Şeyma Erenli Kraemer

Personal information
- Birth name: Şeyma Erenli Kraemer
- Date of birth: 9 December 1988 (age 37)
- Place of birth: Melbourne, Victoria,Australia
- Height: 1.62 m (5 ft 4 in)
- Position: Midfielder

Youth career
- 2002: Ashburton Women's SC

College career
- Years: Team / Apps / (Gls)
- 2008–2011: Indiana State Sycamores / 53

Senior career*
- Years: Team / Apps / (Gls)
- 2003–2007: Ashburton Women's SC
- 2012–2013: Ashburton Women's SC
- 2013: Box Hill United SC

International career
- 2010–2012: Turkey / 5 / (0)

= Şeyma Erenli =

Turkish-Australian footballer (born 1988)

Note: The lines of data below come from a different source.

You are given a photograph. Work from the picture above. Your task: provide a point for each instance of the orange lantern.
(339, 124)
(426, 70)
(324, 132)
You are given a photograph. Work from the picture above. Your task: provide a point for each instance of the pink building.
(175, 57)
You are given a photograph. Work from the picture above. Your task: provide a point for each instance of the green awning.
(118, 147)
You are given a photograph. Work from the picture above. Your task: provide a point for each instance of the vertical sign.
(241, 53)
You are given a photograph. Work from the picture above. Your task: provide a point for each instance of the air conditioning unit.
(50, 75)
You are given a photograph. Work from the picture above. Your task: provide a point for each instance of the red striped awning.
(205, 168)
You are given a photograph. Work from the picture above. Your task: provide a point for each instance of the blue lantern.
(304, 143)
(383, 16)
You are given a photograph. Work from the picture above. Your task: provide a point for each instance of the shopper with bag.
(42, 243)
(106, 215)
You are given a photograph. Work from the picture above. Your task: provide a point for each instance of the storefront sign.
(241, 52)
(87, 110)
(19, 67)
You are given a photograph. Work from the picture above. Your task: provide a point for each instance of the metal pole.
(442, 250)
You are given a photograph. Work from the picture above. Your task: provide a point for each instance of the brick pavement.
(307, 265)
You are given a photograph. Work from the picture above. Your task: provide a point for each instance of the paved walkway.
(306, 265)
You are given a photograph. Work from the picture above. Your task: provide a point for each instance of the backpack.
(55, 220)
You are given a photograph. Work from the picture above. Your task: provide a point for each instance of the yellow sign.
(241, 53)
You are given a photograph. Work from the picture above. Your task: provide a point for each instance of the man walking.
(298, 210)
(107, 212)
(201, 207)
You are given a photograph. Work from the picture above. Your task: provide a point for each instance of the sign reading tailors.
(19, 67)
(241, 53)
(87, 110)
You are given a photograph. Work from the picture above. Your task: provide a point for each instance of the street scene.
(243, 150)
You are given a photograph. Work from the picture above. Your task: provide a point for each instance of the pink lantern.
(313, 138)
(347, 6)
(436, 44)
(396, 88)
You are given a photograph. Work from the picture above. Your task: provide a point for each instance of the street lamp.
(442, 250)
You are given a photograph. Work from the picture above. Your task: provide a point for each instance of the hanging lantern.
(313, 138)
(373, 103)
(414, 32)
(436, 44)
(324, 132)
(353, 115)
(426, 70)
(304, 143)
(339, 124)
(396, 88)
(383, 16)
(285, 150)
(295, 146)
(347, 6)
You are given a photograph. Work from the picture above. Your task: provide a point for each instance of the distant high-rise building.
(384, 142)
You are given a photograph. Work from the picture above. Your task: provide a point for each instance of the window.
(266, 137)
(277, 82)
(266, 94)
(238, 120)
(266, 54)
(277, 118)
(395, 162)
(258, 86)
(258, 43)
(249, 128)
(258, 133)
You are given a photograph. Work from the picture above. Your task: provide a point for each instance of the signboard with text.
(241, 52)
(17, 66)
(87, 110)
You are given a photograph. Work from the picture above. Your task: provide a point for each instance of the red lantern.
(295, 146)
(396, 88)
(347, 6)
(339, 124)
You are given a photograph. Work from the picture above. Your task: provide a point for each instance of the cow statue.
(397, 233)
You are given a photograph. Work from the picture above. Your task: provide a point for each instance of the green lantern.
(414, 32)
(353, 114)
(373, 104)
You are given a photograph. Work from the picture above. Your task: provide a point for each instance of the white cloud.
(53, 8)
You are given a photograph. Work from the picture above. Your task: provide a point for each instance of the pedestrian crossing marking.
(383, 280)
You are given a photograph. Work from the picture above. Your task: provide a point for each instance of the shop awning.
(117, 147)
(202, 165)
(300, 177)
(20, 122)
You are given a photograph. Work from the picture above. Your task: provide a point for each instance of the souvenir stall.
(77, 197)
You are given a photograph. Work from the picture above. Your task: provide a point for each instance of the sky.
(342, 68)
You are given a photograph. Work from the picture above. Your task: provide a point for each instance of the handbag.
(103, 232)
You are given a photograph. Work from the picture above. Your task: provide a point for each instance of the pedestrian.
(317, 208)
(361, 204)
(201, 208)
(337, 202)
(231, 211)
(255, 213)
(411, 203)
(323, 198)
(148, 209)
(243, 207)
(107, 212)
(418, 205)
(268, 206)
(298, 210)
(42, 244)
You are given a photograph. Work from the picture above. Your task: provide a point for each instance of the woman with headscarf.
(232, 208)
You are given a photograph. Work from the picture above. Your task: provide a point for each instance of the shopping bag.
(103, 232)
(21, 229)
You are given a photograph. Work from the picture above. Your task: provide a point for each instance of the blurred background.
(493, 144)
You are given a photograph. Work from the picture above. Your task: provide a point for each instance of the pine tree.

Şeyma Erenli Kraemer (born 9 December 1988) is a Turkish-Australian women's football midfielder. She was a member of the Turkey women's national team.

==Private life==
Şeyma Erenli was born to Turkish immigrant parents Zeki and Ayşe Erenli in Melbourne, Victoria, Australia on 9 December 1988. Her father was an amateur footballer in Turkey. He continued to play in Australia with the Turkish club Gençlik Gücü. Şeyma was inspired by her father in football, and was supported by her entire family members.

She was in the high school at the Royal Melbourne Institute of Technology before she attended Indiana State University in Terre Haute, Indiana, the United States in 2008 to study physical education teaching. She graduated early December 2011, and went back to Australia in January 2012. However, she returned to the place of her alma mater in the United States in August 2013.
==Playing career==
===Club===
Erenli began playing football in the age of six. Her first club was Endeavour United SC.

She played five seasons for Ashburton Women's Soccer Club in her hometown, which competed in the Victorian Women's Premier League. She captained the team in three seasons. She was named the Best Female Athlete in her class each year.

The 1.62 m tall midfielder played at World Women's Futsal Championship with the Australia women's national futsal team.

During her college years in the United States, she was a member of the Indiana State Sycamores from 2008 to 2011. The team competed in the Division 1, the highest level university league. She capped 53 times in three seasons.

After returning to Australia, she played with her former club Ashburton Women's SC. She then transferred to Box Hill United SC in her hometown.

She is known for not missing a penalty kick. She admits that she learned successful penalty kicking from her father.

===International===
Erenli was admitted to the Turkey women's national football team and debuted in the 2011 FIFA Women's World Cup qualification – UEFA Group 5 match against England in Walsall, England on 29 July 2010. She took part in the UEFA Women's Euro 2013 qualifying – Group 2 matches against Romania, and Switzerland. She capped in total five times for the Turkey national team.